In the figure (ii) given below, ABC is an isosceles right angled triangle with ∠ABC = 90°. A semicircle is drawn with AC as diameter. If AB = BC = 7 cm, find the area of the shaded region.

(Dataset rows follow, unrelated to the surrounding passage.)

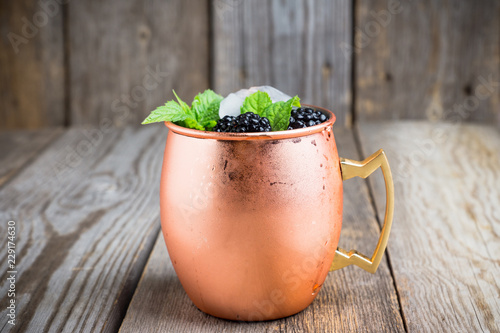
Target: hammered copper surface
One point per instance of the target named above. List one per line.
(252, 221)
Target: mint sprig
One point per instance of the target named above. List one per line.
(202, 115)
(278, 113)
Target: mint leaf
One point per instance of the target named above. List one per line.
(171, 111)
(256, 103)
(183, 105)
(202, 102)
(192, 123)
(279, 113)
(211, 115)
(205, 106)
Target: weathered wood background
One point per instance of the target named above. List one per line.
(111, 62)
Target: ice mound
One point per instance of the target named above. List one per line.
(232, 103)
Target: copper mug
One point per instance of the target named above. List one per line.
(239, 211)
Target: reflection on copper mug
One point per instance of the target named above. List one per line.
(252, 220)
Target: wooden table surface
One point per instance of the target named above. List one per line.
(90, 256)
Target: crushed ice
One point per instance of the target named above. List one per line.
(231, 105)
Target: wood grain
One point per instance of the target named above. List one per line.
(445, 243)
(87, 216)
(350, 300)
(291, 45)
(114, 47)
(18, 148)
(31, 65)
(428, 60)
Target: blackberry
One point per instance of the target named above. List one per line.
(243, 123)
(305, 117)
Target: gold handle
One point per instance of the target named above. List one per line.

Take π = $\dfrac{22}{7}$.

By formula,

Area of △ABC = $\dfrac{1}{2}$ × base × height

= $\dfrac{1}{2}$ × BC × AB

= $\dfrac{1}{2}$ × 7 × 7

= $\dfrac{49}{2}$ = 24.5 cm².

In right angle triangle,

Using pythagoras theorem,

⇒ AC² = AB² + BC²

⇒ AC² = 7² + 7²

⇒ AC² = 49 + 49 = 98

⇒ AC = $\sqrt{98} = 7\sqrt{2}$ cm.

From figure,

Radius of semi-circle (r) = $\dfrac{AC}{2} = \dfrac{7\sqrt{2}}{2}$

By formula,

Area of semi-circle = $\dfrac{πr^2}{2}$

$= \dfrac{1}{2} \times \dfrac{22}{7} \times (\dfrac{7\sqrt{2}}{2})^2 \\[1em] = \dfrac{1}{2} \times \dfrac{22}{7} \times \dfrac{98}{4} \\[1em] = \dfrac{2156}{56} = 38.5 \text{ cm}^2.$

Area of the shaded region = Area of the semi-circle – Area of △ABC

= 38.5 - 24.5

= 14 cm².

Hence, area of the shaded region = 14 cm².